A bat flies in through the window of the bedroom where Lucy Harker, played by Isabelle Adjani (“Possession”), wakes screaming from a nightmare. Her husband Jonathan (Bruno Ganz) tries to console her, but he’ll be riding off soon, despite her presentiments that something bad is going to happen. From there, “Nosferatu the Vampyre” segues into scenes of idyllic canals and cute kittens in the town of Wismar, Germany. “An inner nameless deadly fear” intrudes on this town, first through Lucy’s mind, then through a ship of rats that comes sailing into it.

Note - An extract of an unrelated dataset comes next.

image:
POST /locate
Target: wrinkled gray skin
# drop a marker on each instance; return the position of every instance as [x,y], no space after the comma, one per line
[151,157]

Herzog once referred to his frequent collaborator, actor Klaus Kinski, as “a monster and a great pestilence.” Here, Kinski looks and plays the part, with long, sharp nails, rodent-like incisors, and pointy goblin ears characterizing his Orlok-style Dracula. This same human “pestilence” was once diagnosed as psychopathic, and he’s been accused of abusing his daughter, Pola Kinski, the sister of “Paris, Texas” star Nastassja Kinski. In “Nosferatu the Vampyre,” his real-life scourge adds another layer of revulsion to our antipathy at the spiritual and societal rot Dracula represents.

What it brought to the genre

As TV Guide notes, Herzog felt “the 1922 film adumbrated the rise of Nazism in Germany,” and in fact, one of his own actors, Walter Ladengast, who plays Dr. Van Helsing, was reportedly a Nazi sympathizer. The Jewish Virtual Library helps illuminate how images like the cover of the antisemitic dime novel “Jew Jokes” may have carried forward through the silent Orlok into antisemitic children’s books like “The Poisonous Mushroom” and Nazi propaganda films like “The Eternal Jew.”

That fragility extends to the individual human psyche and its own sense of truth and stability. En route to Dracula’s castle in Transylvania, Jonathan Harker encounters locals who warn in their language against “a great chasm” that “swallows the unwary.” A translator tells him:

“The Gypsies here have been saying that no such castle exists except maybe in the imagination of man. Just the ruin, they say. A ghost castle. A traveler who enters into that land of the phantoms is lost and can never return.”

‘The hour of distress’

“This castle is so strange, at times I wonder if it isn’t part of that dream,” Harker remarks. “Everything about it looks so unreal.” Handheld camerawork gives his sojourn a more experiential feel, and it increases the terror when he cuts his thumb on a bread knife and Dracula discards any pretense of hospitality for “the oldest remedy” of bloodsucking.

Back at home, Lucy feels, “God is so far from us in the hour of distress.” She wears a cross necklace, but says, “Salvation comes from ourselves alone.” For Lucy, “Death is the only thing clearly sure,” and, “Faith is the amazing faculty of man which enables us to believe things which we know to be untrue.” Yet she still prays, crushing up communion wafers to combat the plague of Dracula, which knocks off tree branches as it sweeps into Wismar’s canals on a ghost ship filled with rats and black coffins.